Liesegang was excited by this and made lots of observations which he published. He also got in touch with a colleague, Wilhelm Ostwald who worked out an explanation for this phenomenon. Ostwald proposed that as the potassium chromate diffuses outwards through the gel, nearby silver nitrate heads inwards towards it, anxious to react with it. This creates a band outside the reacting ring depleted in silver nitrate. As the potassium chromate continues to diffuse through the gel, it must cross this depleted band before it can find more silver nitrate to react with and create more precipitating silver chromate. The same process then happens all over again with a ring of precipitate forming, along with a band depleted in silver nitrate outside of it. The Liesegang rings are unsurprisingly often referred to as a diffusion depletion phenomenon.

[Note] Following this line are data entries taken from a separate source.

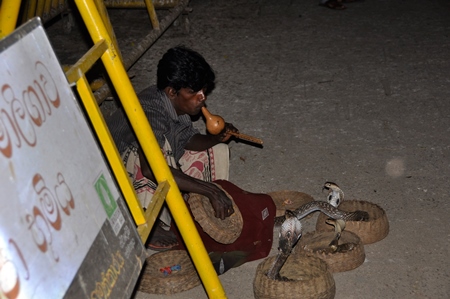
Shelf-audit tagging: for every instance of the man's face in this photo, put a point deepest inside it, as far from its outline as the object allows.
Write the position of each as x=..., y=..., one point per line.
x=187, y=101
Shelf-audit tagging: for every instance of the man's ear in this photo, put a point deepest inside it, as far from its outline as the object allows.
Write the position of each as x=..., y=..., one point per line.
x=170, y=91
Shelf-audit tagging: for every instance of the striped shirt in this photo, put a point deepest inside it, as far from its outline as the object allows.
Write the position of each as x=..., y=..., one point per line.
x=163, y=119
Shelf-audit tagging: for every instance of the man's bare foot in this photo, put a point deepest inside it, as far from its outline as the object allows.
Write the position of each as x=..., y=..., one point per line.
x=161, y=239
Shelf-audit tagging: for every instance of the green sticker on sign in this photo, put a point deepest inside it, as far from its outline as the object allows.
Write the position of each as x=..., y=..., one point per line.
x=105, y=195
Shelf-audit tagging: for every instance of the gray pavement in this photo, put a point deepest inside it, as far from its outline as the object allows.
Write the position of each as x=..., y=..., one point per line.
x=359, y=97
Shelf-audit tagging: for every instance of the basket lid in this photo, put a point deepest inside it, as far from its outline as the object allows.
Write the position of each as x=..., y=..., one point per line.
x=224, y=231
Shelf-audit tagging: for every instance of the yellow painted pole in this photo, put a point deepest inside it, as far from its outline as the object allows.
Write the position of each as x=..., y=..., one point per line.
x=151, y=149
x=31, y=10
x=9, y=11
x=152, y=14
x=101, y=8
x=40, y=8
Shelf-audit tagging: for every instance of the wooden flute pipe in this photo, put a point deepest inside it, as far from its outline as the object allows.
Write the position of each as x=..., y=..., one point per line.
x=215, y=125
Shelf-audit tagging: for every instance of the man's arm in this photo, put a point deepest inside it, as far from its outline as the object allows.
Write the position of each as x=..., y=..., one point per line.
x=222, y=205
x=200, y=142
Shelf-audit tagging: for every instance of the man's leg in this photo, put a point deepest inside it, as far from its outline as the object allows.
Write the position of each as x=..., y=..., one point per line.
x=161, y=238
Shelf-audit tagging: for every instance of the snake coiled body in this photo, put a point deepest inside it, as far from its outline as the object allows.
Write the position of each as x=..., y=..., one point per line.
x=327, y=209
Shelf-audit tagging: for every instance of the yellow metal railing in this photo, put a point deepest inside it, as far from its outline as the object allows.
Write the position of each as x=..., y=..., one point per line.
x=150, y=147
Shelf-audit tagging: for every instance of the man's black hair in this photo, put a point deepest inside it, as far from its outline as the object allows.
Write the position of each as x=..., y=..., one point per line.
x=181, y=67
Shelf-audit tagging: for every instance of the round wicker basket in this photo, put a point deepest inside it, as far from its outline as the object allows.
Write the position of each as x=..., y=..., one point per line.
x=289, y=200
x=374, y=230
x=223, y=231
x=310, y=279
x=153, y=281
x=316, y=243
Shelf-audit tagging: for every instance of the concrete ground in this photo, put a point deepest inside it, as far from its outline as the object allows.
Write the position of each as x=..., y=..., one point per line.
x=359, y=97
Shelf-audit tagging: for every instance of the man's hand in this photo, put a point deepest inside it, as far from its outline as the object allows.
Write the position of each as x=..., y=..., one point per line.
x=225, y=134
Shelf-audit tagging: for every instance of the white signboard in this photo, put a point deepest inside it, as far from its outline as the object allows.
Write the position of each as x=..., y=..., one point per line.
x=56, y=191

One of the features of the rings is that they become progressively further apart as you move away from the source. This is a defining feature of the rings and the rate at which they get further apart can be mathematically calculated. Looking at Mystery Rock 3 (figure 2) you can see that there are a series of concentric rings which may be explained in this way.

What about the concretions though? Ostwald we have already seen was interested in how chemical reactions work. One of the areas he studied was the way in which larger crystals tend to grow at the expense of smaller crystals. The atoms at the surface of a crystal are less stable than those in the middle of a crystal, as those at the edge are bonded to fewer atoms. This means that larger crystals, which have a lower proportion of atoms at their surface, are more stable. As atoms move in and out of solution, they will preferentially head towards the larger crystals which will grow and replace the smaller crystals over time. This process, now known as Ostwald ripening, can be seen in many different situations, from the way that copper sulphate crystals grow from solution, to the way that igneous phenocrysts form in magmas and to the way that foam bubbles tend to become larger over time. Not least, this process happens in ice-cream, where the larger ice-crystals will grow at the expense of smaller ones over time. Ice-cream technology is devoted to finding ways of ensuring that this happens as slowly as possible.

In sedimentary rocks a common expression of Ostwald Ripening is in the formation of concretions. These are often formed of calcium carbonate (see figure 6) but may also be formed of iron oxides and other minerals. Concretions vary in size from a few millimetres to many metres across and vary in shape from almost perfect spheres to some curious intersecting sphere and doughnut shapes (figure 7).

It would be satisfying if it were possible to end here offering the rings and ripening as a complete explanation of what we see in the rocks. However, the banding seen in some rocks and the relationship between bands and concretions is more complex than can be explained just by these phenomena.  Even in Mystery Rock 3 it is not clear how the multiple series of bands are formed.

Then there are rocks, known as wonder-stones; a picture of one of these from Birling Carrs near Alnmouth can be seen below (figure 8). Recent research has shown that the darker bands of iron, cementing the sandstone, may have an organic origin. Microbes use the energy from oxidation and concentrate the resulting iron oxide into the bands where they live. The wonder-stones may therefore have formed by a combination of organic activity (microbes) and the self-organising processes described by Liesegang and Ostwald. Part of the reason for the research interest in these easily observed patterns in these sandstones is that they can indicate the presence of life and so used to help understand if there really is life on Mars.

Perhaps this blog post should have started with the question, “what is the relationship between crunchy ice-cream and life on Mars?”. Regardless, the patterns produced by diagenetic iron and other minerals are beautiful in their own right and are potentially useful indicators of the provenance of these stones, both in an archaeological and a geological sense.